Wednesday, October 08, 2008

Statistically Speaking: Stanford | by Pat

It Came From the Game Notes

• Notre Dame entered last Saturday’s contest with 13 passing plays of over 20 yards. The Irish totaled five in the opening 30 minutes alone against the Cardinal. In fact, Notre Dame has recorded 11 over its last two games (had five last week against Purdue). The Irish now have 19 for the season after recording just 28 all of 2007.

• Notre Dame surrendered 132 rushing yards on 23 carries in the first half against Stanford (5.7
average per rush), but limited the Cardinal to minus-three yards rushing on seven carries in the
third quarter. The Cardinal totaled 208 yards in the opening half and averaged 5.5 yards per play, but managed just -3 total yards in the third quarter.

• Here is a look at how Michael Floyd’s freshman season could rate against the rookie campaigns of Notre Dame’s top five all-time leaders in career receptions (does not include Tom Gatewood [1968] or Jim Seymour [1965], who were not eligible to play as freshman).

Player (Year) Rec. Yds. Avg. TD
^Michael Floyd (2008) 50 799 16.0 7
Jeff Samardzija (2003) 7 53 7.6 0
Rhema McKnight (2002) 9 91 10.1 0
Tim Brown (1984) 28 340 12.1 1
Maurice Stovall (2002) 18 312 17.3 3
Derrick Mayes (1992) 10 272 27.2 3

^projected numbers over 12-game regular season
Battle for First Down

The Stanford run game gave ND fits, especially in the first half and the Win Rates against the Cardinal reflect that. After starting at 50% and rising every game, hitting 75% against Purdue, the Win Rate against the run fell sharply to 35% against Stanford.

Against the pass, the Win Rate was also lower at 42%. ND started and ended the game with two straight "wins" on first down. But the middle 8 passes saw only 1 "win". I'm beginning to think that win rates against the pass aren't nearly as important as win rates against the run. After all, when ND is winning, they appear content to let the opposition complete short passes which forces them to dink and dunk down the field in a time-consuming manner. It doesn't do much for the passing win rate, but it does make victory a much more likely outcome.

I added a game total to the season long 2008 Win Rate numbers, and the overall 38% Win Rate against Stanford is noticeably lower than any other game.

Gimme M.O.E.

(M.O.E. primer here)

The Fighting Irish offense had their most mistake filled afternoon of the season, which resulted in a M.O.E. of 13%. It was the first time all season that ND was above the 12% goal. The major factor was penalties. Of the 9 mistakes the ND offense make, 6 were penalties. After 7 total penalties in the first 4 games, the 6 penalties called against ND this past Saturday nearly doubled the season total in that category.

ND wasn't alone in the mistake category as Stanford had a M.O.E. of 21%, the second highest opponent M.O.E. in the past two seasons. Only the UCLA Bruins in 2007 were higher. Interceptions, sacks, and offensive penalties are what did in the Cardinal on Saturday.

Through the first five games
, the ND offense has a M.O.E. score of 10% compared to the opponents 13%. At this point last season, ND's M.O.E. was 20%, so it's fair to say that the Fighting Irish offense has cut its mistakes in half from a year ago.

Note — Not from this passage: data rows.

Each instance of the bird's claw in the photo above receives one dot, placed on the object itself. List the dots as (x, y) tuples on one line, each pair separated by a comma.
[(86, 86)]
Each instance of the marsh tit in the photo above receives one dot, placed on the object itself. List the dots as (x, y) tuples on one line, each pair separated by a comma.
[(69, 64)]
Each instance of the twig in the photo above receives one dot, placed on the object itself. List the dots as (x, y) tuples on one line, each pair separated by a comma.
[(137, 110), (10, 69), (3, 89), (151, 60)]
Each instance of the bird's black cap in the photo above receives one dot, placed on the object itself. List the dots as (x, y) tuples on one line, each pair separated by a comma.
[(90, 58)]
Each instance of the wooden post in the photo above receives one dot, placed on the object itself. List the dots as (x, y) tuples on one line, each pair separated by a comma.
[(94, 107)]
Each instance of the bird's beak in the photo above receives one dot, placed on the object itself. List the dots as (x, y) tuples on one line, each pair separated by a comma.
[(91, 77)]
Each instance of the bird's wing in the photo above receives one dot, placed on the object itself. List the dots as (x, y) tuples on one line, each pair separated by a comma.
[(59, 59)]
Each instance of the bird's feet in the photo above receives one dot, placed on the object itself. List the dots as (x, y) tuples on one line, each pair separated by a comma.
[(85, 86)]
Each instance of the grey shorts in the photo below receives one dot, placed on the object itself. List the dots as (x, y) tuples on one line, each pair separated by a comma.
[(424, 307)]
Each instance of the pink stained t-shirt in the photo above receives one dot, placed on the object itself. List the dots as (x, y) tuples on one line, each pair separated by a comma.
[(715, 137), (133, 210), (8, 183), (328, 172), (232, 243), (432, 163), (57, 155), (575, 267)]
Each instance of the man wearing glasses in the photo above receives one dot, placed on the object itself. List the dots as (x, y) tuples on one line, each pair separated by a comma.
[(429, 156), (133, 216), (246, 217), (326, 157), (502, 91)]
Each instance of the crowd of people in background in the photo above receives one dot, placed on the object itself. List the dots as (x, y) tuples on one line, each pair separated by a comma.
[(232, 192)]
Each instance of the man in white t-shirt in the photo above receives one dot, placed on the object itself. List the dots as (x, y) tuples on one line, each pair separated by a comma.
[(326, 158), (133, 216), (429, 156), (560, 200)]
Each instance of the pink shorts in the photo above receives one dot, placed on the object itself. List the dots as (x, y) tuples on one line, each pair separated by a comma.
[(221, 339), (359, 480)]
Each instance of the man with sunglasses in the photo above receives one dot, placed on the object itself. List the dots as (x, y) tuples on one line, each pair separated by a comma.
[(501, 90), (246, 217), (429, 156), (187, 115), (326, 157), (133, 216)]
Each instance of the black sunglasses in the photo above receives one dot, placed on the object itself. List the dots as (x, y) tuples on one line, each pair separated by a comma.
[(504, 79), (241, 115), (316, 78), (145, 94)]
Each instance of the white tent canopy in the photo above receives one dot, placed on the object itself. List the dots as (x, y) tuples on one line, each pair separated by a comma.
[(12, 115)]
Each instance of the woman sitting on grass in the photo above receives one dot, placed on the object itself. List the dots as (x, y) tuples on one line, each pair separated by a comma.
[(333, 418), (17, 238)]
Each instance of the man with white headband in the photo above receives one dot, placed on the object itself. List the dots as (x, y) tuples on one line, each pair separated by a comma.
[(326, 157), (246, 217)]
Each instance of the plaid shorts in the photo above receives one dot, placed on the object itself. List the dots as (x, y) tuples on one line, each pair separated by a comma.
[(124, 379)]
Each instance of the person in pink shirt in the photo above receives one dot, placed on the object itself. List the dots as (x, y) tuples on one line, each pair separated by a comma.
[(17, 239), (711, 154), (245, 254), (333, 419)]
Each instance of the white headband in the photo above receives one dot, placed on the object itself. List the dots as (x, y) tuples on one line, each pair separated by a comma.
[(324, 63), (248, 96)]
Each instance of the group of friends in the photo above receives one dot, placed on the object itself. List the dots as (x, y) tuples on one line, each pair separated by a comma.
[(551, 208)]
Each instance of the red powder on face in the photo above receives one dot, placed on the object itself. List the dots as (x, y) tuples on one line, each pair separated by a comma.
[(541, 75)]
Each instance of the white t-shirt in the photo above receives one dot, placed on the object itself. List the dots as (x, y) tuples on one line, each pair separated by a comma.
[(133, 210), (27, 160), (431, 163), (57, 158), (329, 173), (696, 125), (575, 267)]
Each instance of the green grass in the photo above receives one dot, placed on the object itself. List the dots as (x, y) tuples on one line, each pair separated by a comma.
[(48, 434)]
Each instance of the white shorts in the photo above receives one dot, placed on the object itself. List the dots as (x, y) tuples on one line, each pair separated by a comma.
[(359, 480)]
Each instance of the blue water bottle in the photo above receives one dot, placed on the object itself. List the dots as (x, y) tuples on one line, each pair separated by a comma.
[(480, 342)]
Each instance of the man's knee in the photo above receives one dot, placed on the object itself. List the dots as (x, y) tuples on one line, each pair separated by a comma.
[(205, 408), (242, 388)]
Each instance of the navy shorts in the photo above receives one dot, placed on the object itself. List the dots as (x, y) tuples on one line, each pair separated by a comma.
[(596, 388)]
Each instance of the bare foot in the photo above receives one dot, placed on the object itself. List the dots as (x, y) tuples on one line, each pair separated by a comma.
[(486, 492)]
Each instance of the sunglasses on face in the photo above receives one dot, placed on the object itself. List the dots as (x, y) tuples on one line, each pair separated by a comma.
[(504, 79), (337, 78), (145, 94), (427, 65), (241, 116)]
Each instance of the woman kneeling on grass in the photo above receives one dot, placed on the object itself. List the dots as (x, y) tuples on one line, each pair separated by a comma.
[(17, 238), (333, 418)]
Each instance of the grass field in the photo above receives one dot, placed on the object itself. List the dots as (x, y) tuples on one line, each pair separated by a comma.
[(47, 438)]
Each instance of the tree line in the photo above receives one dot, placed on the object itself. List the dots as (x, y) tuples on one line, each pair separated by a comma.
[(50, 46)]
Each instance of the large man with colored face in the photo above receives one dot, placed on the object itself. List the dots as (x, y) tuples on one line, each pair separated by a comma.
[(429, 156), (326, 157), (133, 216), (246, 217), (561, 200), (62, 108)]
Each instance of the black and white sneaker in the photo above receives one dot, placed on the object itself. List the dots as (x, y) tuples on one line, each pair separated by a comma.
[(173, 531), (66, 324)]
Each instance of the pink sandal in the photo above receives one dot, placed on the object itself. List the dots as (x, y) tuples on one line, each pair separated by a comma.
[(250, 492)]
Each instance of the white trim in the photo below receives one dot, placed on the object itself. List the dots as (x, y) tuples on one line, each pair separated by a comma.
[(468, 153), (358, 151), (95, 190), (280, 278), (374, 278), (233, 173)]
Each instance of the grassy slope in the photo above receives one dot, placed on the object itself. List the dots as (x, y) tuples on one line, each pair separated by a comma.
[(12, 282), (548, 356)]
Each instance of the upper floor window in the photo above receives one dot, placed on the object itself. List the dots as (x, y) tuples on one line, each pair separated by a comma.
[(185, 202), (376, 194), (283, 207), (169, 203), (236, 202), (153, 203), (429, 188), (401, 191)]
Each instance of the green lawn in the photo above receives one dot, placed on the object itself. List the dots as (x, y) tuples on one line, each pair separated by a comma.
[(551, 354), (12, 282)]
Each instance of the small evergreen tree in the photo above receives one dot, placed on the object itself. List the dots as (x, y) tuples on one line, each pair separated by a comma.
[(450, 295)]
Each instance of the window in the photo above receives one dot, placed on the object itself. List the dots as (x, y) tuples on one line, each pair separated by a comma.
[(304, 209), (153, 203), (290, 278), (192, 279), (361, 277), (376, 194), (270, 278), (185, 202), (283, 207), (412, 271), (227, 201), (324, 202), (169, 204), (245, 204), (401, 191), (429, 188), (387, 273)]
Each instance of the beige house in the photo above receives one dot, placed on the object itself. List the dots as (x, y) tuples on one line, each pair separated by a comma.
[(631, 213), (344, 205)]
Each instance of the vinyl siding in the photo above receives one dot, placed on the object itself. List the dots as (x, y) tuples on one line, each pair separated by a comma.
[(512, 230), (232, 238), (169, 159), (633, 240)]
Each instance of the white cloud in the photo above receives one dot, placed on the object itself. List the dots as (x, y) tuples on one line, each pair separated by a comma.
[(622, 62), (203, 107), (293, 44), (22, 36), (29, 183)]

Season Long Running Game Notes

I tinkered again with the season long running game notes by adding a trend arrow to compare the 2008 numbers with the 2006 numbers as well as the 2007 numbers. Most of the 2007 numbers are so terrible that just saying a certain category is better doesn't say much. The 2006 team was an extremely strong offensive team and a lackluster defensive one. Hopefully the extra comparison adds a bit more context to the 2008 numbers and a better sense of just where this growing team is.